Alby Davis, who lives in Picture Rocks, organizes the Miners Co-op Rock Show in Marana. The show started a few years ago in Colorado, which also has an active gem and mineral show circuit, and came to the northwest side last year. With vendors numbering in the mid-20s last year and in the upper 30s this year, it’s already outgrowing its spot off Interstate 10 south of Orange Grove Road. 

Davis is a lifelong gem show attendee and a rockhound, one who harvests rocks and minerals from their natural environment. Keeping to that, the Miners Co-op show screens potential vendors to ensure they take their product straight from the ground themselves or are the artisans who create the finished wares. Davis, for his part, visits a private mine near western Arizona’s Colorado River called the Good Day Mine, where, with permission, he hunts gem silica, a gem that resembles turquoise (it gets its green-blue hue from copper).

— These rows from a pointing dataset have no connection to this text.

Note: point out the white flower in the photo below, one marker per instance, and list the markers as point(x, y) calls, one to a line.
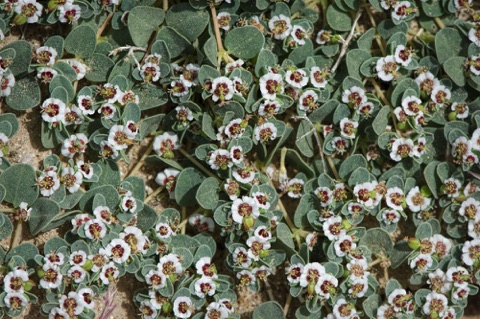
point(246, 206)
point(402, 148)
point(205, 286)
point(422, 262)
point(53, 110)
point(402, 10)
point(416, 201)
point(165, 143)
point(44, 55)
point(296, 78)
point(265, 132)
point(184, 114)
point(308, 101)
point(311, 273)
point(412, 105)
point(109, 273)
point(15, 300)
point(354, 96)
point(150, 72)
point(119, 250)
point(299, 34)
point(326, 286)
point(440, 95)
point(452, 187)
point(343, 245)
point(222, 89)
point(332, 228)
point(403, 55)
point(77, 273)
point(387, 68)
point(48, 183)
point(348, 128)
point(14, 280)
point(435, 303)
point(79, 68)
point(294, 273)
point(156, 278)
point(69, 13)
point(224, 19)
point(164, 231)
point(95, 229)
point(52, 276)
point(240, 257)
point(270, 85)
point(183, 307)
point(280, 26)
point(318, 77)
point(474, 36)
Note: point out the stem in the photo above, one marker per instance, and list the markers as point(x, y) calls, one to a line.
point(104, 25)
point(347, 42)
point(142, 160)
point(198, 164)
point(17, 235)
point(286, 308)
point(154, 194)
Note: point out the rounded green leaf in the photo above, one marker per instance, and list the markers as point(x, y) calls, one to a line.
point(245, 42)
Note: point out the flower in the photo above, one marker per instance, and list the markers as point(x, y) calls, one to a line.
point(296, 78)
point(53, 110)
point(48, 183)
point(387, 68)
point(401, 148)
point(280, 26)
point(119, 250)
point(165, 144)
point(150, 72)
point(270, 85)
point(265, 132)
point(183, 307)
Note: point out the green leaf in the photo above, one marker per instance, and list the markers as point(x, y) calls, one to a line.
point(207, 194)
point(22, 57)
point(350, 164)
point(20, 184)
point(43, 211)
point(142, 21)
point(81, 41)
point(188, 182)
point(25, 94)
point(455, 69)
point(449, 43)
point(338, 19)
point(269, 309)
point(187, 21)
point(245, 42)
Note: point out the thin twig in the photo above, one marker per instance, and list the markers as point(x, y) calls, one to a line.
point(347, 42)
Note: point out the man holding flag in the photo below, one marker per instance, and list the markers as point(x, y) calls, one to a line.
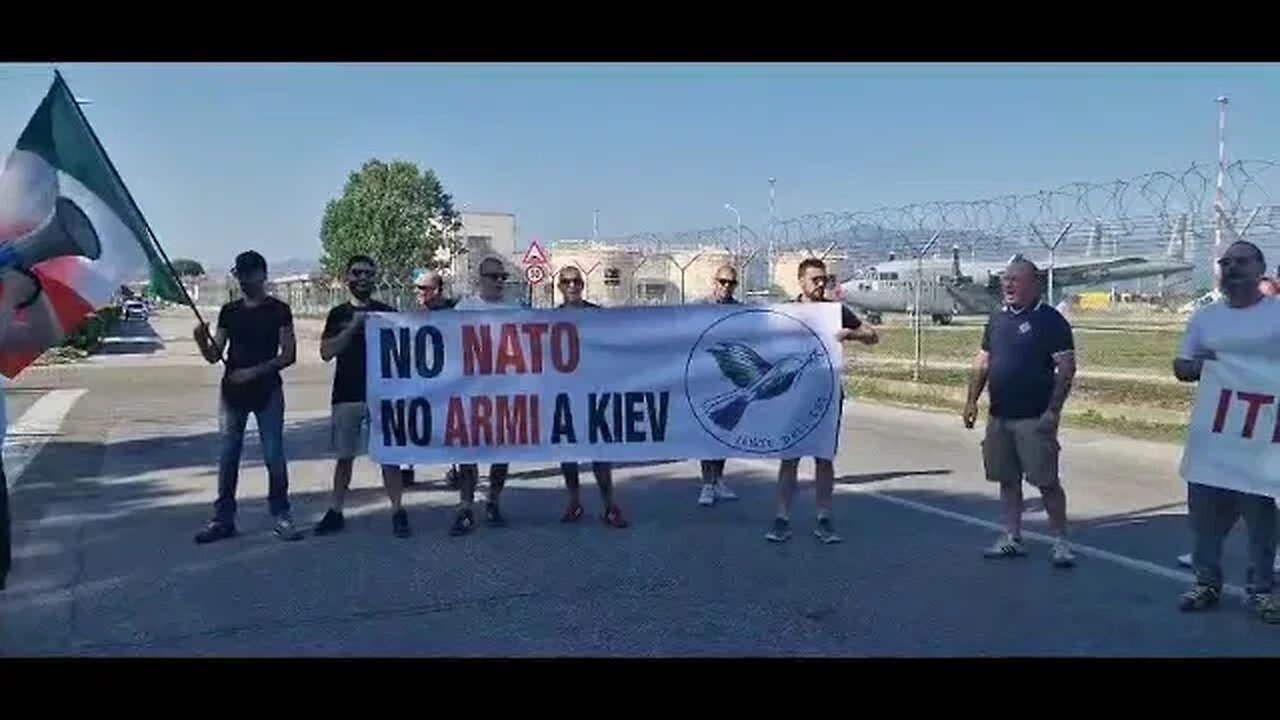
point(71, 236)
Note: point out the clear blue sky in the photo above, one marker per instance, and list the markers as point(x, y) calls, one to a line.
point(223, 158)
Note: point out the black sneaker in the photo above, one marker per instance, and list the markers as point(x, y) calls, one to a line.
point(1198, 597)
point(215, 532)
point(332, 522)
point(493, 515)
point(462, 523)
point(400, 523)
point(286, 529)
point(826, 532)
point(781, 531)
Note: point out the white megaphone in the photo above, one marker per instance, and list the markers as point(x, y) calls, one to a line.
point(68, 232)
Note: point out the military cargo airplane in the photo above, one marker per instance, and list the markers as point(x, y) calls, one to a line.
point(952, 287)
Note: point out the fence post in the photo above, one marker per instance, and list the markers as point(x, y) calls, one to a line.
point(915, 310)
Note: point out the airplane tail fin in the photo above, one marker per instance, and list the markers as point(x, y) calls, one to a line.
point(726, 410)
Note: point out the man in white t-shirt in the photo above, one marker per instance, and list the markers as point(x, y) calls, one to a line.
point(1243, 320)
point(490, 287)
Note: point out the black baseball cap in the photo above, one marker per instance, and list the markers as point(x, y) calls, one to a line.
point(248, 261)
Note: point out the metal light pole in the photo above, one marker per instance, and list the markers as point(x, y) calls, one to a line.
point(1052, 251)
point(772, 220)
point(1220, 200)
point(739, 215)
point(919, 329)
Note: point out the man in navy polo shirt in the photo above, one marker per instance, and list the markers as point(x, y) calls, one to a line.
point(1028, 356)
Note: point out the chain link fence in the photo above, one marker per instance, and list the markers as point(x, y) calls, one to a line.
point(1125, 331)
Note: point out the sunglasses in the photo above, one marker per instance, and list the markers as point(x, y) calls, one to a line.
point(1228, 261)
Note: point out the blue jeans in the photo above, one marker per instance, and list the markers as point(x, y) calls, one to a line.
point(270, 432)
point(1214, 511)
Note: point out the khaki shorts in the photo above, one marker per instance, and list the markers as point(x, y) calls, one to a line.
point(1016, 450)
point(350, 429)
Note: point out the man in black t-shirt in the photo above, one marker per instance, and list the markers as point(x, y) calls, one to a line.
point(260, 332)
point(1028, 358)
point(343, 338)
point(571, 287)
point(713, 470)
point(814, 282)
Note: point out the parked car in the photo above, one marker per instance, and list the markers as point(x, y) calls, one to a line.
point(136, 309)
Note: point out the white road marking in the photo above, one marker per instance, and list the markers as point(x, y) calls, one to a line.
point(1088, 551)
point(41, 422)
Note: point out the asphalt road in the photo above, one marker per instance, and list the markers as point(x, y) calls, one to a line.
point(109, 499)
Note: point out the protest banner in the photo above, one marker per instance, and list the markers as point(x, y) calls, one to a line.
point(1234, 440)
point(611, 384)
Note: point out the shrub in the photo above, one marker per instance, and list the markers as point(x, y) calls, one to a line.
point(90, 332)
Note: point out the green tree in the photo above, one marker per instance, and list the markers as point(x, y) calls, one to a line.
point(394, 213)
point(187, 268)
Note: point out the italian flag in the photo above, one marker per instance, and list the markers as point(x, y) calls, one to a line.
point(65, 209)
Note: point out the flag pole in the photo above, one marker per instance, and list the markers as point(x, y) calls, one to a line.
point(106, 160)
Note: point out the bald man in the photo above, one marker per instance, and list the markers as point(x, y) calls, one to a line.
point(1028, 355)
point(723, 286)
point(490, 295)
point(429, 295)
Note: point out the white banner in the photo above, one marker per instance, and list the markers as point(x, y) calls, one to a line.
point(1234, 441)
point(621, 384)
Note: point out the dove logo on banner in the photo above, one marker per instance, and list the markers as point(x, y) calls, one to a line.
point(622, 384)
point(768, 390)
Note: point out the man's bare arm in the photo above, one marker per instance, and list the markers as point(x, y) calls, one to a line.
point(1064, 377)
point(211, 347)
point(333, 346)
point(978, 377)
point(288, 349)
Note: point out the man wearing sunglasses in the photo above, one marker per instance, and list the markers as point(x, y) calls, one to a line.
point(429, 294)
point(571, 286)
point(343, 338)
point(814, 282)
point(723, 286)
point(490, 290)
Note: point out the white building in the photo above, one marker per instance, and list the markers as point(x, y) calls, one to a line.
point(484, 235)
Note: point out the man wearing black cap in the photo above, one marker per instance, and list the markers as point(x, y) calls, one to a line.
point(260, 332)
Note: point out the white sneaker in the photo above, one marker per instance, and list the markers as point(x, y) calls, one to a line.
point(708, 496)
point(1061, 556)
point(722, 491)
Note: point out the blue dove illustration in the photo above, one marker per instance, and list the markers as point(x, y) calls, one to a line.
point(755, 379)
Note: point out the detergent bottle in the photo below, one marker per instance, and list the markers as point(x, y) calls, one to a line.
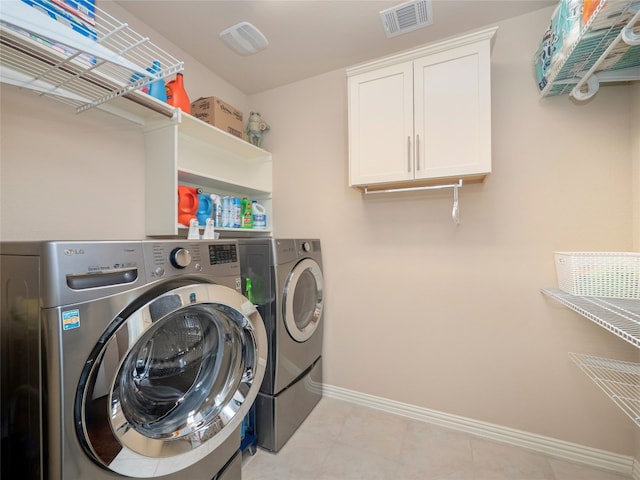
point(177, 95)
point(259, 215)
point(157, 89)
point(204, 208)
point(247, 217)
point(216, 210)
point(187, 204)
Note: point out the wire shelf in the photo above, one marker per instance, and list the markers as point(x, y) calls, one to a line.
point(84, 66)
point(602, 49)
point(619, 380)
point(620, 316)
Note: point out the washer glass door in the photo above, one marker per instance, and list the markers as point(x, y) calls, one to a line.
point(183, 371)
point(303, 299)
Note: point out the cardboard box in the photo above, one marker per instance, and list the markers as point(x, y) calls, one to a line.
point(219, 114)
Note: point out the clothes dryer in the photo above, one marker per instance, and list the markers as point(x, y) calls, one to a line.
point(125, 359)
point(288, 287)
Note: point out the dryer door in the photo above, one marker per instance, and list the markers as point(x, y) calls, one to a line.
point(303, 299)
point(183, 369)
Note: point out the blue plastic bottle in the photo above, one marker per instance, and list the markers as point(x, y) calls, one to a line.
point(157, 89)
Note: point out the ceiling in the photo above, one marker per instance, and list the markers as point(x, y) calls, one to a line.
point(307, 37)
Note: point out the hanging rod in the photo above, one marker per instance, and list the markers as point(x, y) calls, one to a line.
point(455, 212)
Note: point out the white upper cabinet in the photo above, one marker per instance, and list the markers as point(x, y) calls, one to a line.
point(422, 116)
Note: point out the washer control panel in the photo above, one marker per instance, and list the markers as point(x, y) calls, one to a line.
point(168, 258)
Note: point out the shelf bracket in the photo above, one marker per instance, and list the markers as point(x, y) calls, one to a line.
point(590, 79)
point(455, 212)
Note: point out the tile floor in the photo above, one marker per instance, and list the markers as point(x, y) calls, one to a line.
point(344, 441)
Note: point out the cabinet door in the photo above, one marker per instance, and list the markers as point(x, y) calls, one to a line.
point(453, 112)
point(381, 125)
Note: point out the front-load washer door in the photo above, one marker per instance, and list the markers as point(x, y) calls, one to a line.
point(303, 299)
point(182, 371)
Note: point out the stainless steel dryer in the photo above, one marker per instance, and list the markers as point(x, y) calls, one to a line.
point(125, 359)
point(288, 286)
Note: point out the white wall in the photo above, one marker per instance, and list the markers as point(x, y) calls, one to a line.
point(418, 310)
point(452, 318)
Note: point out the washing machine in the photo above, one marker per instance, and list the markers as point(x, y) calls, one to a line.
point(131, 359)
point(287, 285)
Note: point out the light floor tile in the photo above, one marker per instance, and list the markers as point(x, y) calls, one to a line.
point(344, 441)
point(572, 471)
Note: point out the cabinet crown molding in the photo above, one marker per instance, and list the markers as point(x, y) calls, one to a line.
point(430, 49)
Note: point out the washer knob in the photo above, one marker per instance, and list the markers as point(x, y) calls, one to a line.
point(180, 257)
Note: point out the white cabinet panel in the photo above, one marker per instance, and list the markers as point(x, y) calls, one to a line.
point(422, 116)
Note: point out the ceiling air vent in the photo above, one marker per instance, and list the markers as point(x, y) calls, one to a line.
point(406, 17)
point(244, 38)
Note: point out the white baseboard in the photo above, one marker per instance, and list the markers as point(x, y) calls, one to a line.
point(558, 448)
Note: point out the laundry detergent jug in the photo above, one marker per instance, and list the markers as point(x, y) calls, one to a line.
point(259, 215)
point(187, 204)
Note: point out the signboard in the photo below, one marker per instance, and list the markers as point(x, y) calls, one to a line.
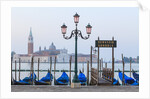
point(105, 43)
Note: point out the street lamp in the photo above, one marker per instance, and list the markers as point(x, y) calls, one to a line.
point(76, 33)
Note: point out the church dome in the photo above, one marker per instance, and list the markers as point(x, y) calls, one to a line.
point(52, 47)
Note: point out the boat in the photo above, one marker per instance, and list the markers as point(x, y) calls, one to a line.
point(116, 82)
point(45, 80)
point(26, 80)
point(127, 80)
point(62, 80)
point(135, 75)
point(82, 78)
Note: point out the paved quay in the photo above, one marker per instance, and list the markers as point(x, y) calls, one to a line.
point(48, 88)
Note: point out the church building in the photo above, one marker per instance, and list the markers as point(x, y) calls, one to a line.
point(44, 55)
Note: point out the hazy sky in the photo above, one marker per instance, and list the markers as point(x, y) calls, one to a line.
point(120, 22)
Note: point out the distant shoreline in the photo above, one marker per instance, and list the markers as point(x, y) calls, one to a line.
point(78, 62)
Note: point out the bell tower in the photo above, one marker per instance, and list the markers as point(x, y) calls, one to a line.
point(30, 43)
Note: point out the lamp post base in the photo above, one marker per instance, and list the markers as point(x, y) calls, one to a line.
point(75, 85)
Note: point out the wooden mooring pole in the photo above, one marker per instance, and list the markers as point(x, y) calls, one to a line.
point(54, 68)
point(38, 68)
point(112, 62)
point(83, 68)
point(31, 68)
point(70, 69)
point(130, 67)
point(50, 69)
point(15, 70)
point(91, 62)
point(32, 72)
point(87, 72)
point(11, 71)
point(98, 65)
point(123, 70)
point(105, 65)
point(19, 68)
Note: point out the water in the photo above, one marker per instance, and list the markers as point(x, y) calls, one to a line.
point(65, 66)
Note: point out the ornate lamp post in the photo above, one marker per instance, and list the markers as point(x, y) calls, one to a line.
point(76, 33)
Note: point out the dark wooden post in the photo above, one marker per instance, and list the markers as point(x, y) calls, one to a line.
point(130, 67)
point(105, 65)
point(91, 62)
point(87, 72)
point(83, 68)
point(31, 68)
point(15, 70)
point(11, 71)
point(19, 68)
point(50, 69)
point(98, 65)
point(112, 61)
point(32, 72)
point(102, 62)
point(123, 70)
point(54, 68)
point(38, 67)
point(70, 69)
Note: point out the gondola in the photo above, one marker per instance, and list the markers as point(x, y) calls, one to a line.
point(82, 78)
point(26, 80)
point(135, 75)
point(127, 80)
point(62, 80)
point(45, 80)
point(116, 82)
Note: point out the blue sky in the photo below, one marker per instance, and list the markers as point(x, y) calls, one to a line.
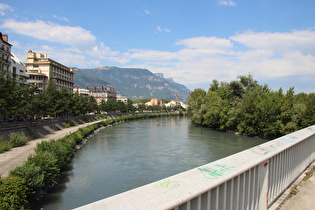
point(191, 41)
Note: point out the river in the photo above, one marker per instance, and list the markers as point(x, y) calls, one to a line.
point(135, 153)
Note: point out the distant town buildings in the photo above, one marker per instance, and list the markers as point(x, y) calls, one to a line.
point(42, 69)
point(161, 75)
point(102, 93)
point(156, 102)
point(5, 53)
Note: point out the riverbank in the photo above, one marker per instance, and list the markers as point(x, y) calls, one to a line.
point(14, 157)
point(26, 180)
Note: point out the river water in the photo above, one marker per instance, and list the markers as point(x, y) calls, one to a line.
point(135, 153)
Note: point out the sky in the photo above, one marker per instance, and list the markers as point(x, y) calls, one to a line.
point(191, 41)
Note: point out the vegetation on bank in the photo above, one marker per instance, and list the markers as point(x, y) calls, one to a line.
point(34, 176)
point(25, 101)
point(15, 140)
point(245, 106)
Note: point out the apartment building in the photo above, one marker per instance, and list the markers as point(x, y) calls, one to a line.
point(81, 91)
point(5, 53)
point(42, 69)
point(18, 69)
point(102, 93)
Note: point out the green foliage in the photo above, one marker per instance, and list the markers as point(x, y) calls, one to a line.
point(4, 145)
point(56, 148)
point(32, 175)
point(48, 164)
point(73, 123)
point(247, 107)
point(17, 139)
point(13, 193)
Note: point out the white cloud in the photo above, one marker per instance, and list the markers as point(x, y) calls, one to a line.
point(61, 18)
point(266, 55)
point(206, 43)
point(73, 36)
point(4, 8)
point(160, 29)
point(227, 3)
point(279, 43)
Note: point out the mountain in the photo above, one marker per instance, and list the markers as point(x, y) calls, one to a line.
point(136, 83)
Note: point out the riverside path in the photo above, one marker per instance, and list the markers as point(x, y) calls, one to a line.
point(15, 156)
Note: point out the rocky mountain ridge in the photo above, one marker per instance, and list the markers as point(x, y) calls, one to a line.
point(134, 83)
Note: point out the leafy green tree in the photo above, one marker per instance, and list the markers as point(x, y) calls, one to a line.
point(13, 193)
point(92, 104)
point(32, 175)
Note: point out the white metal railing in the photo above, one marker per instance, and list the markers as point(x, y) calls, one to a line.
point(251, 179)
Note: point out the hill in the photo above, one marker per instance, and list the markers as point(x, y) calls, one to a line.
point(134, 83)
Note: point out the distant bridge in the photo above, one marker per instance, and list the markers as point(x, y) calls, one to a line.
point(251, 179)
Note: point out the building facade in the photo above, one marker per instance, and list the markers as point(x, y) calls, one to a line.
point(42, 69)
point(18, 69)
point(122, 98)
point(5, 53)
point(81, 91)
point(102, 93)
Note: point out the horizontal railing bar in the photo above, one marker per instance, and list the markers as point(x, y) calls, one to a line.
point(187, 186)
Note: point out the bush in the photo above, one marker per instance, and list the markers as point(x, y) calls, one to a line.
point(73, 123)
point(56, 148)
point(4, 145)
point(32, 175)
point(17, 139)
point(13, 193)
point(48, 164)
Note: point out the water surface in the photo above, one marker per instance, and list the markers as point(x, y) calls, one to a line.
point(136, 153)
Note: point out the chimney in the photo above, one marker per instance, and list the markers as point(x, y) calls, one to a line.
point(5, 37)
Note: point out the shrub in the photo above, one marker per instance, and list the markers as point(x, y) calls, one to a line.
point(56, 148)
point(86, 119)
point(48, 164)
point(17, 139)
point(32, 175)
point(73, 123)
point(13, 193)
point(4, 145)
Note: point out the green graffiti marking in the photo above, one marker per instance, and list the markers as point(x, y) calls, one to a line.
point(215, 172)
point(167, 185)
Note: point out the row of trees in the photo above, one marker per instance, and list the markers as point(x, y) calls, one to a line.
point(247, 107)
point(22, 100)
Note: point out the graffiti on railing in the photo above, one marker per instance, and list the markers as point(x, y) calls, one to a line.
point(215, 171)
point(167, 185)
point(137, 203)
point(286, 140)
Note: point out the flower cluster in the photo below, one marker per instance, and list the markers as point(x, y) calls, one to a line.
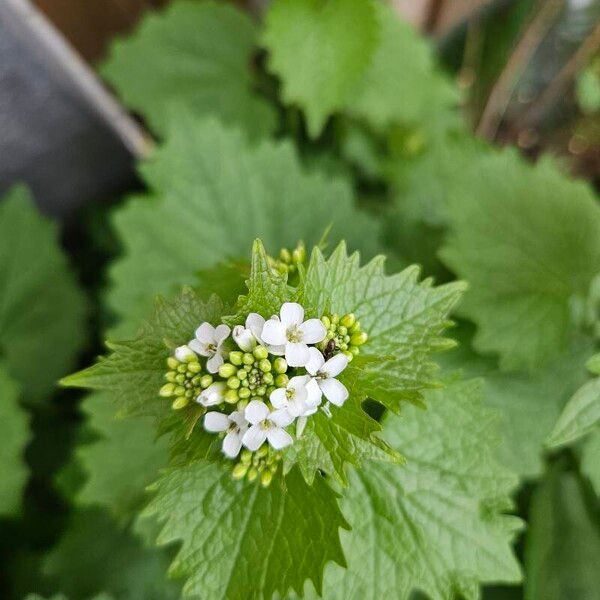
point(256, 381)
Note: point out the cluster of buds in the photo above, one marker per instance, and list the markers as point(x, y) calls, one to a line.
point(344, 334)
point(256, 381)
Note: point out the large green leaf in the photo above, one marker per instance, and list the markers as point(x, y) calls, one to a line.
point(217, 196)
point(403, 317)
point(42, 312)
point(320, 50)
point(14, 434)
point(123, 461)
point(435, 525)
point(527, 240)
point(580, 416)
point(562, 551)
point(239, 540)
point(134, 372)
point(95, 556)
point(194, 54)
point(402, 83)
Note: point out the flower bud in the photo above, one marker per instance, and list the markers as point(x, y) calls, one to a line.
point(227, 370)
point(280, 365)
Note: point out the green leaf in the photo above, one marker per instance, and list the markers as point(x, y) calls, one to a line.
point(217, 196)
point(580, 416)
point(42, 312)
point(402, 83)
point(403, 318)
point(196, 55)
point(527, 240)
point(590, 460)
point(240, 540)
point(134, 372)
point(562, 550)
point(14, 433)
point(123, 461)
point(437, 524)
point(529, 403)
point(320, 50)
point(95, 556)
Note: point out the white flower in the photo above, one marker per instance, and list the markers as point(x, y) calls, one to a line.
point(294, 333)
point(324, 374)
point(247, 337)
point(298, 398)
point(184, 354)
point(209, 341)
point(213, 394)
point(266, 425)
point(234, 424)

As his show is a co-op, Davis, as the organizer, isn’t in it to profit, although the individual vendors do make money. He said the rockhounding emphasis lets vendors get back to their roots in a congenial atmosphere. 

The show is locally organized, but like other shows around town, hosts sellers from around the world.

“We have miners from Mali, we have miners from Morocco, we have miners from Switzerland in our show,” Davis said.

Davis said he has suggested to the town of Marana a municipal arts center that can house the rock show in the winter and host other events during other times of the year, an idea to which he said the town was receptive. 

On an overcast day the day before its Jan. 30 opening, the scene was already hopping at the co-op’s open-air Travel Center Drive location in anticipation.

Davis said shoppers like specific and unusual items and they know the rockhounds will have them.

 “We have unique products. We go out and we mine in unique areas and we find unique things. They come looking for that,” he said. “A lot of jewelers come looking for that, a lot of carvers come looking for that, a lot of people that just want a piece of rock that’s different coming looking for it.”